# Getting Mail From US



## chulor (Aug 19, 2013)

A Few Questions:

How do most US Expats get their mail? 

1. Thru an email service that transmits it to you? Which one(s) do you recommend?
2. Do I need to keep a PO Box here in US?
3. Do I need to keep a physical address for state taxes? If so, what state?
4. And for Medical and future Medicare services?
5. And do I need to keep a bank acct here AND have one there?

thanks!!!


----------



## Isla Verde (Oct 19, 2011)

chulor said:


> A Few Questions:
> 
> How do most US Expats get their mail?


I have a post office box at my local branch of Correos Mexicanos and receive mail that way.


----------



## Longford (May 25, 2012)

chulor said:


> A Few Questions:
> 
> How do most US Expats get their mail?
> 
> ...


:welcome: to the Mexico Forum!

1. Where will you be living in Mexico?
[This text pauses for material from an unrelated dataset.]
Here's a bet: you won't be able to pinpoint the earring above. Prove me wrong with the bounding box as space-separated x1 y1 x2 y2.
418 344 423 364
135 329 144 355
In some of the communities where many non-Mexican North Americans are living (i.e., Lakeside communities at Lake Chapala; San Miguel de Allende; Alamos) it's commonplace for expats to receive mail in the USA at a Mail Boxes Etc./United Parcel office after which someone acts as a courier to bring the mail to you on a regular basis (for a fee). When I lived in Mexico I maintained a post office box to which all of my mail was delivered. 

2. Will you be relocating permanently to Mexico never to return to the USA? Is there no mail someone or some business/government entity will ever send you once you leave the USA?

3. My impression is that many of the expats in Mexico maintain a USA or Canadian address, for various reasons. Sometimes they use the address of children, sibilings or parents, sometimes friends, and sometimes they find a way to establish a residency in, say, South Dakota - a state which has some sort of system allowing people who live abroad to register as residents.

4. I'm not 100% certain, and I'm shy of the age when I can apply for such benefits, but my understanding is that neither Medicare nor Medicade benefits are allowable for otherwise eligible persons who reside in Mexico. I know of many people who return to the USA for important/major medical issues. Private healthcare insurance is available for purchase in Mexico and Mexico has a couple of schemes for government-assisted/paid for healthcare to which some expats are eligible ... but existing conditions are frequently, maybe most always excluded. I'm of the belief expats are best protected by purchasing privately-offered healthcare insurance in Mexico. With the exception of one or more areas just inside Mexico along the USA/Mexico border where Blue Cross/Blue Sheld may be honoring its healthcare plans (primarily ones issued in the state of California), I don't believe USA healthcare insurers will provide coverage/benefits to someone who has become a resident of Mexico. All of this depends upon how long each year someone is residing in Mexico. A snowbird or full-time.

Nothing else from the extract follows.